Entre Aspas #4


Por: Manuela Rainho

Neste novo número da revista, vou falar-lhe daqueles aspectos que me parecem mais pertinentes relativamente à obra de Manuel António Araújo. Do que escreveu, li “É Tão Cruel Ter Memória!”, “A Cidade Do Patriarca”, “O Rapaz Que Lia Rimbaud”, “A Aldeia Das Mulheres” e “As Contrabandistas”. Em todas as narrativas me deparei com pormenores de cariz cultural e social que remetem o escritor para uma realidade social específica: a identidade transmontana. 

Se essa componente sociocultural me parece ser de grande importância, há outros aspectos que me entusiasmam e me levam a recomendar a leitura dos livros de Manuel Araújo. Como o espaço de que disponho é limitado, seleccionei dois deles que considero imprescindíveis: a forma como o escritor aborda o universo das personagens e a «voz» do romancista subentendida na voz narrativa.
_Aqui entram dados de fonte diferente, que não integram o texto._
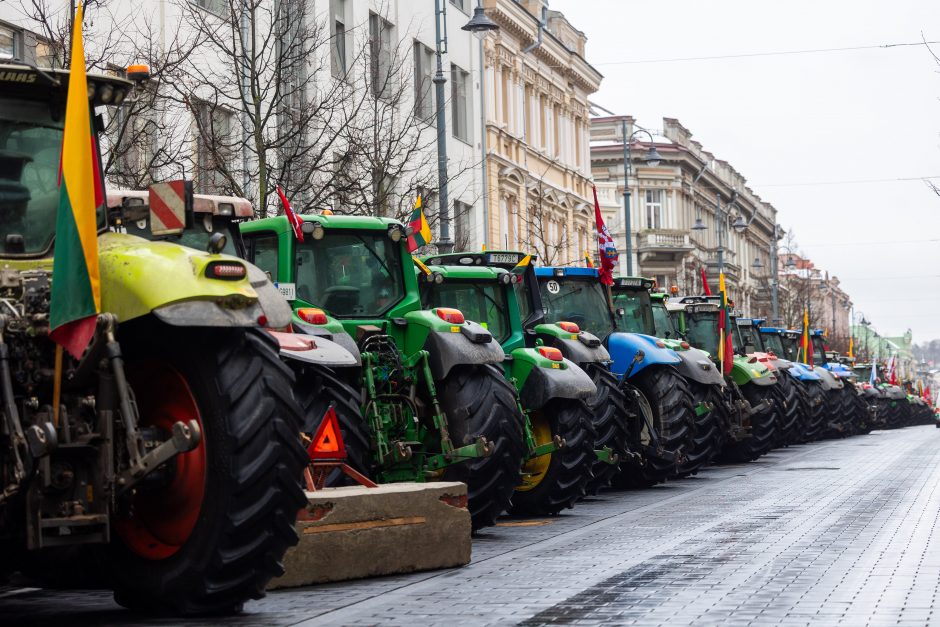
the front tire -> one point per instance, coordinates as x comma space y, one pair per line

«Na banheira a água subia… a editora recusara-me o livro, a minha mulher insultara-me e acabar de saber que fazia amor com Ricardo. Três acontecimentos simultâneos e suficientes para um homem se matar.»
pp.22 in É tão Cruel ter Memória!



«A custo abriu um livrinho imundo, com o título desbotado e ilegível, e leu com aqueles olhos desbotados, ruínas, ruínas de outro corpo do rapaz que me levava para o quarto da Antero de Quental…» 
pp.126 in O Rapaz que lia Rimbaud 

«Caminhar sozinho pelas ruas, ir aos patos, voltar pelos caminhos mais desertos, falar sozinho consigo, comas personagens dos seus textos, arbitrar conflitos entre elas, Miguel era quase feliz, à parte o percalço com Carolina.» 
pp. 67 in A Cidade do Patriarca

Se nas obras iniciais as personagens masculinas usufruem de algum protagonismo apesar de serem frequentemente apresentadas como seres aparentemente comuns, conturbados por um percurso de vida que se vai desconstruindo conforme o romance avança, as personagens femininas são essencialmente seres fortes e pragmáticos, de personalidade vincada. Assim, Lívia, ainda adolescente, no romance “As Contrabandistas” refere, «Eu acho que tenho um papel no Mundo, a sério, acho que tenho que cumprir um desígnio. Eu fiquei muito esclarecida sobre o meu papel quando falei no primeiro dia com a mulher dele; (…) Eu adoro fazer com carinho, ser meiga, mas com aquele velho, aquele comedor de crianças, fico histérica, se me visses nua com ele nem me reconhecerias, juro-te.» pp.90.

Já o segundo aspecto, a «voz» do escritor por trás da do narrador ou da personagem, é uma realidade evidente. Por isso, seleccionei alguns excertos dos vários romances onde autor e narrador coincidem: «Não diga tolices. A metáfora só funciona se o objecto com que há identificação for bem conhecido, a extensão e a eficácia da metáfora têm a ver com isso.» in A Aldeia das Mulheres, pp. 80; «Debruçou-se para aquelas palavras que iriam ser ditas, as últimas, talvez as palavras de ouro. São sempre de ouro as palavras dos condenados, as últimas palavras dos condenados à morte na cama da morte, caso queiram falar.»; in É tão Cruel ter Memória!, pp. 45 «Falámos muito da escrita, dos escritores e dos seus humores. “Os escritores, quando escrevem, são como as galinhas no choco. Isolam-se, comem frugalmente, bebem muita água, ou muito uísque, fumam pilhas de cigarros, e muito são intratáveis.».